If it’s hard to recall the panic around the Note 7 recall, try recalling the “hoverboard” ban of Christmas 2015. A fad now largely in the rear-view mirror, hoverboards are self-balancing two-wheel scooters built on gyroscopic technology. They use an electric motor to propel the user down the street. More than 60 airlines banned hoverboards because of concerns about—you guessed it—their lithium-ion battery packs. The batteries were large, in order to power the scooter. And like any good fad, dozens of knock-off manufacturers jumped in, potentially bypassing safeguards found in more expensive products like smartphones and tablets.

Even less remembered is the notebook battery crisis of 2006, when some 9.6 million batteries made by Sony and used in notebook computers made by Dell, Apple, Toshiba and others were recalled.

But concerns with lithium-ion batteries, pervasive as the technology is, go back much further. The technology was originally developed in the 1970’s, as it permitted much more power density than nickel cadmium or lead-acid batteries. But with that power came volatility.

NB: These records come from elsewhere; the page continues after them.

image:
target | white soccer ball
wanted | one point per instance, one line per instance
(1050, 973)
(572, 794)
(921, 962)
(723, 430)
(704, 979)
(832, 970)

 Twenty-one years ago, when I was editing PC LapTop Magazine, I had to tell our readers that laptop shipments might be constrained because of a fire in a lithium-ion battery factory. The fire was reportedly caused by a lithium-ion battery
More recently, several cargo planes have apparently been destroyed by the combustion of lithium-ion batteries they were transporting as bulk cargo. In 2010, a UPS 747 cargo aircraft caught fire and crashed near Dubai in the United Arab Emirates. In 2013, an investigation determined the fire was started by the lithium-ion battery cargo. The smoke detection equipment on the aircraft took too long to notify the pilots, the heat from the fire disabled the oxygen system, and the smoke obscured the pilots’ vision. Both were killed in the resulting crash.
In 2016, ICAO (the International Civil Aircraft Organization) prohibited the carrying of lithium-ion batteries as cargo shipments on passenger aircraft. The announcement noted the prohibition “has been eagerly awaited by aircraft manufacturer and pilots associations, which have been the most vocal advocates for the new safety measure.”

All this is not to indict the battery in your smartphone, tablet or notebook. The odds are overwhelming that years of testing and development have made it safe. All the same, this week’s smoke-in-the-cabin incident may not be the last we hear about our indispensable but occasionally troublesome companion, the Lithium-ion battery.